Au marché mokolo de Yaoundé, il est 8h ce samedi 18 juillet 2009, et l’affluence est au rendez-vous. Chacun essaie de se frayer un chemin parmi la foule dense. Mérimé, un jeune revendeur de 30ans et ses collègues sont ici depuis 6h30. Ils se retrouvent deux fois par semaine au lieu dit « bateau » pour assister à l’ouverture des ballots de friperie. Lorsque le ballot de friperie est ouvert, on parle de « déballage ». La friperie qui est vendue ici, arrive au Cameroun par bateau en provenance de l’Occident, d’où le nom de ce marché. Surnommé « aboré » dans le jargon de Yaoundé, la friperie est un vêtement déjà utilisé et revendu à vil prix.

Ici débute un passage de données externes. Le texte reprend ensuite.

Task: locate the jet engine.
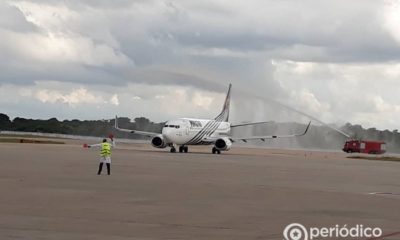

On trouve un peu de tout dans l’ « aboré » : vêtements, sous-vêtements, toges, soutanes, chaussures, jouets, ustensiles de cuisine, produits de beauté, livres, rideaux, tapis , moquettes et autres objets décoratifs. Il y en a également pour tous les genres et toutes les catégories sociales : hommes, jeunes filles, femmes enceintes, enfants, sportifs, ménagères, classe moyennes, hauts cadres…etc. Les personnes rencontrées au marché de mokolo ce samedi, parlent de leur motivation. « Je préfère la friperie car les prix sont bas et la qualité est meilleure que les vêtements neufs qu’on trouve dans les magasins », dit Brigitte une cliente.
La vente de friperie se fait à plusieurs niveaux en fonction du capital de départ. Les commerçants les plus fortunés sont grossistes. Ils achètent des conteneurs de friperie en Europe. Une fois la marchandise dédouanée, les grossistes la vendent aux déballeurs. Il s’agit de ceux qui achètent un ou plusieurs ballots. Le prix du ballot varie de 150.000 à 200.000 Fcfa. Les déballeurs ouvrent le ballot au marché et vendent à leur tour aux trieurs. Il s’agit de ceux qui sélectionnent les vêtements. Parmi les trieurs il y a également des sous-catégories.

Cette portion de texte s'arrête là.